Before I can explain feeling God’s call to study Nehemiah, I must first explain some of my own personal history. As a child, I was sexually abused by my dad. My faith in God was strong, even as a child, which was started my personal healing. Over the years, God healed the wounds the way only He could and our relationship grew stronger. Since my earthly father did not show me what a father should be, I clung to the promise that God said in Psalms 68:5 “A father to the fatherless, a defender of widows, is God in his holy dwelling.” Through that process, I found myself praying for my dad, and by the time I was in college, I found myself dropping the burden of unforgiveness toward my dad.

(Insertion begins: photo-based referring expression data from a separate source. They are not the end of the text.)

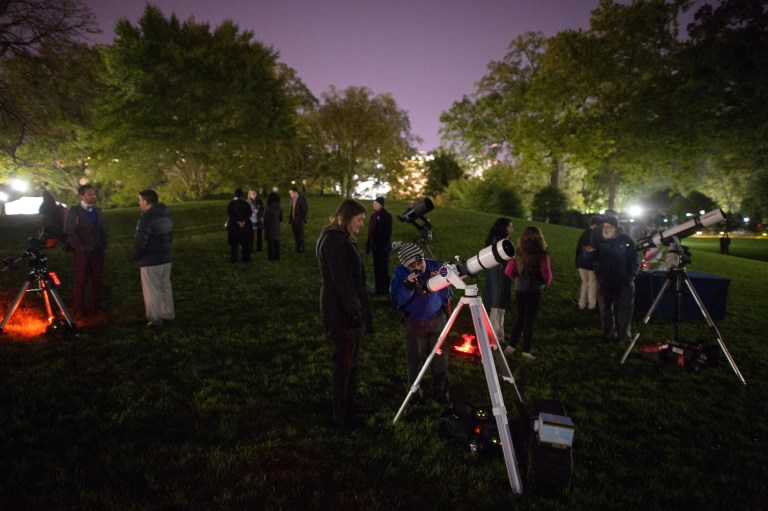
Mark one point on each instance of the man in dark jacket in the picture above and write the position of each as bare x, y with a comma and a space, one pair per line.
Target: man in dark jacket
379, 244
298, 217
239, 227
84, 227
588, 290
616, 264
152, 250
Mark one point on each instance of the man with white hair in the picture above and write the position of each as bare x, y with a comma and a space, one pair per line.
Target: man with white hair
616, 264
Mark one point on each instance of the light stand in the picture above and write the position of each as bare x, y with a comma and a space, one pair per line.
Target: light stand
680, 277
45, 283
482, 326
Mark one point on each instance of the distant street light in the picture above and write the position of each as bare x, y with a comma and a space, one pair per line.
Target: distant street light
19, 185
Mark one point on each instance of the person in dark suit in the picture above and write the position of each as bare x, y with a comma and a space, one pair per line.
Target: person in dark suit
86, 234
239, 227
379, 245
298, 218
152, 250
343, 303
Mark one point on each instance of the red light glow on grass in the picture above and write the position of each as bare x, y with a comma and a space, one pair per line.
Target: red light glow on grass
25, 324
469, 346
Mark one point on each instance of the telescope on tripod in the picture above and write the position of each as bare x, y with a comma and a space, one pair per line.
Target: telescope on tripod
677, 278
414, 215
43, 282
453, 274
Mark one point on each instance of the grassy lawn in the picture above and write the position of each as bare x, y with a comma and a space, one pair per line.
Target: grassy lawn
741, 246
229, 406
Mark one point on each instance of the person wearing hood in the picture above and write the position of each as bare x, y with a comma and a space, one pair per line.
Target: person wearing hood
152, 250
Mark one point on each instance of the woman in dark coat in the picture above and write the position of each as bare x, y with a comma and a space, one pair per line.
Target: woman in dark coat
497, 294
343, 302
273, 215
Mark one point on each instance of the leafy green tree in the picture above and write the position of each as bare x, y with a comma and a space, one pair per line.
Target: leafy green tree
208, 108
549, 205
365, 136
491, 193
37, 83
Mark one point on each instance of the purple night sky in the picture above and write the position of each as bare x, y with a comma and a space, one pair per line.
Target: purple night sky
426, 53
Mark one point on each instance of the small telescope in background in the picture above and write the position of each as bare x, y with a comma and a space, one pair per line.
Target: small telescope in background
681, 231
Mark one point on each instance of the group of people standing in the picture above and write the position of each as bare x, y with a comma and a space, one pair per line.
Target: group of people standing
345, 309
249, 221
83, 230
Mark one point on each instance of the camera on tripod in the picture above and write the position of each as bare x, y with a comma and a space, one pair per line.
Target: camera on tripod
678, 232
44, 282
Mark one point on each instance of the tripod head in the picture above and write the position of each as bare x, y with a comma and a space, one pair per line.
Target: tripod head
677, 256
35, 255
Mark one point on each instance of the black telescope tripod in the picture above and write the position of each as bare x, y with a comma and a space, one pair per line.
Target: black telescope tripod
40, 280
678, 278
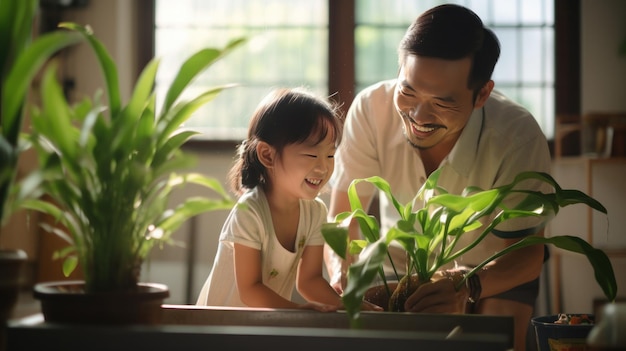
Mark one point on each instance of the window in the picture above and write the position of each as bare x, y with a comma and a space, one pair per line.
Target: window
288, 46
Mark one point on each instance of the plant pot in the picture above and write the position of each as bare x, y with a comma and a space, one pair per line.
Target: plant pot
12, 263
551, 336
67, 302
399, 293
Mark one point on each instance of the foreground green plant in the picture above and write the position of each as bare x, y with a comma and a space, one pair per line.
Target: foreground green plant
429, 235
109, 169
21, 58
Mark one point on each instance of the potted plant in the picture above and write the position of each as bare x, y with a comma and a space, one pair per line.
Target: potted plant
429, 235
21, 58
107, 172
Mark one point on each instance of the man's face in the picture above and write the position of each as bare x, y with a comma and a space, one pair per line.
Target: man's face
433, 99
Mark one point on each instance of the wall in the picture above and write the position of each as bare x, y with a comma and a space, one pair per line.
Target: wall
603, 73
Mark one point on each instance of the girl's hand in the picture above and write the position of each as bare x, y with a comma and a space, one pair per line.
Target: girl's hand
316, 306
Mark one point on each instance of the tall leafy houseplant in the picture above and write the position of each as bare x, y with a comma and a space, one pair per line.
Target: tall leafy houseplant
109, 169
21, 58
430, 234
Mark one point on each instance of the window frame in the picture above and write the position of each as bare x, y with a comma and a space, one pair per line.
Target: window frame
341, 63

My dad was an alcoholic and was emotionally abusive toward the whole family, which left us a broken family after my parents divorced. There are members in my family who do not speak to each other, which is not what God intended for the family. Being a wife of a children’s pastor, I feel a strong desire to see healthy families raising children with deep roots in God. I have ministered to children and parents alongside my husband and have prayed over my husband and children; however, God has recently shown me that I had given my own family up as a lost cause.
In Isaiah 61:3-4, God says, “…and provide for those who grieve in Zion – to bestow on them a crown of beauty instead of ashes, the oil of gladness instead of mourning, and a garment of praise instead of a spirit of despair. They will be called oaks of righteousness, a planting of the LORD for the display of His splendor. They will rebuild the ancient ruins and restore the places long devastated; they will renew the ruined cities that have been devastated for generations.” I had always looked at this selection of scripture of how God has healed me and turned what was meant for my destruction and shame into beauty. I always felt that the rebuilding started with my own family - by not passing on the generational sins of my childhood family, and by raising my children to have a relationship with God. I still believe this; however, God has recently pointed out to me that I was not taking a look at a much larger picture. He asked me why I haven’t been praying for my childhood family.
With that conviction, I felt God leading me to study Nehemiah, which chronicles Nehemiah’s call for the rebuilding of the wall of Jerusalem. I felt led to fast during this time of study and to ask for others to lift me up in prayer. I have three women praying for me and also studying Nehemiah. The following posts will be a documentation of this journey that God is leading me through.